Financial Services Firms Urged to Prioritise Employee Wellbeing Amid ‘Awful April’ Cost-of-Living Squeeze

Financial services firms face a significant challenge retaining talent amid a surge in living costs, with new research revealing that employees are increasingly dissatisfied with their workplace benefits.

A report by employee benefits technology provider Zest, found that 97% of financial services employers say candidates now routinely inquire about company perks during recruitment. With energy, water, council tax, broadband, mobile and TV prices all rising sharply this “Awful April”, around two-thirds (64%) of financial services employees want increased financial support within their benefits packages.

But despite the demand, many employers appear out of sync with the real needs of their workforce. The research reveals that three in ten (31%) employees feel their employers do not listen to their concerns or respond effectively through the benefits provided. A majority (62%) admit they rarely or never use most of their existing benefits, while over a third (36%) believe their current perks are irrelevant to their personal or financial wellbeing.

Disconnect between employers and employees

The report, entitled Are financial services firms losing talent through poor reward packages?, highlights a significant gap between what employees desire and what firms currently prioritise.

Employees rank private medical insurance (47%), increased pension contributions (45%), and salary sacrifice for workplace pensions (30%) among their most important benefits. In contrast, employers are predominantly offering paid mental health leave (34%) and sustainability-focused perks (29%), with just 25% providing private medical insurance.

Nearly all (99%) financial services employers acknowledge that more personalised benefits would improve employee engagement. Yet, despite this widespread recognition, practical implementation lags behind, risking further dissatisfaction among workers.

Competitive Risks Driving Talent Loss

The situation becomes even more critical considering four in ten (37%) financial services firms say they are struggling to compete with salary hikes offered by rival companies. Over half (54%) of employees in the sector confirm they would consider changing jobs if another firm offered superior benefits.

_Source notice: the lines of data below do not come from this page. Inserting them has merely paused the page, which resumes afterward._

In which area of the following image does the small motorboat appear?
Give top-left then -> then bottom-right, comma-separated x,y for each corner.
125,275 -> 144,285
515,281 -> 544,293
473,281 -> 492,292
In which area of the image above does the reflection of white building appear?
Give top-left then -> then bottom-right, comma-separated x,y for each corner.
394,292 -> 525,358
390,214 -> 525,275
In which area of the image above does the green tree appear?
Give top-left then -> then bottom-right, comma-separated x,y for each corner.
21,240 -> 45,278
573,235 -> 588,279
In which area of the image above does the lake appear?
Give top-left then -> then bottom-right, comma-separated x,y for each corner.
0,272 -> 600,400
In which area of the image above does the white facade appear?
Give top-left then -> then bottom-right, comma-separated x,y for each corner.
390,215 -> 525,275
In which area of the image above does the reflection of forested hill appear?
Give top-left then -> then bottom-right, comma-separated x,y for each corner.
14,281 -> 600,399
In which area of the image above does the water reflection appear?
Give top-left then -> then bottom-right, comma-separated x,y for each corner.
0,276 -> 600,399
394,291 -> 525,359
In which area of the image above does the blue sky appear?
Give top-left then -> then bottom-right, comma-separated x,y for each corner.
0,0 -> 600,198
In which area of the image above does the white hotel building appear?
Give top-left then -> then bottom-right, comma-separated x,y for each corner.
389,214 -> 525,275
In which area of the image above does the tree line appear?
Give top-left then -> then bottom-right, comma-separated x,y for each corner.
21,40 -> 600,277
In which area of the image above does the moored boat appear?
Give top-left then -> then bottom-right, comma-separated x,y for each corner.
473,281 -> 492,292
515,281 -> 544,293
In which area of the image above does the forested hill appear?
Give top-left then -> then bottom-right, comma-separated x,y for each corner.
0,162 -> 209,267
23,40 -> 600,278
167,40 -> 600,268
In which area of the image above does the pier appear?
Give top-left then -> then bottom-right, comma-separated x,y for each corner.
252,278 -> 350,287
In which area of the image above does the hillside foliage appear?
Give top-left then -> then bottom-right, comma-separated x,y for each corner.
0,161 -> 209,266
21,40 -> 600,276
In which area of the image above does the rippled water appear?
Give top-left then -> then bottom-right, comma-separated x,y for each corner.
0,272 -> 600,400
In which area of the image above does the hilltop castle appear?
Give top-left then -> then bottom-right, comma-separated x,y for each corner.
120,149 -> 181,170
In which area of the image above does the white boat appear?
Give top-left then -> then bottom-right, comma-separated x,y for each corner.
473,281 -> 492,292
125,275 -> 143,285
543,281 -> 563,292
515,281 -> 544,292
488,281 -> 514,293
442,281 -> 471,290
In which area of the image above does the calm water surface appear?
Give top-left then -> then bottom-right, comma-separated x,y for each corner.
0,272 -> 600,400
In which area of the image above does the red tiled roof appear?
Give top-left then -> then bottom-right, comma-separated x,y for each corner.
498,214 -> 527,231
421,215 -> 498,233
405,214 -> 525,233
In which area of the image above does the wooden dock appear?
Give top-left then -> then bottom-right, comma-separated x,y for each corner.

“April has proved to be a financially challenging month for both businesses and workers alike,” Zest CEO Matt Russell said. “Providing the right support through a great benefits package can ease this load, offering improved value for money for businesses and helping employees to manage the increase in household bills and ongoing high cost of living.”

He said that “if both parties are to reap these rewards, financial services firms must work to create more personalised, targeted benefits packages that their employees will truly value. With over half of workers in the sector claiming they’d jump ship for better perks, getting this right has never been more critical.”

Strategies to Enhance Employee Wellbeing

Experts suggest several practical approaches for financial services employers to close the gap and improve wellbeing:

  • Personalised Benefits: Firms can better tailor benefits through regular employee surveys and consultations, allowing individuals to choose perks relevant to their circumstances.
  • Enhanced Financial Support: Introducing resources such as financial education programmes, debt management tools, and savings plans can significantly alleviate financial stress.
  • Flexible Working Options: Promoting hybrid and flexible working arrangements helps employees balance their personal and financial commitments more effectively.
  • Earned Wage Access (EWA): Providing earlier access to earned wages can help employees avoid costly loans or financial distress between paydays.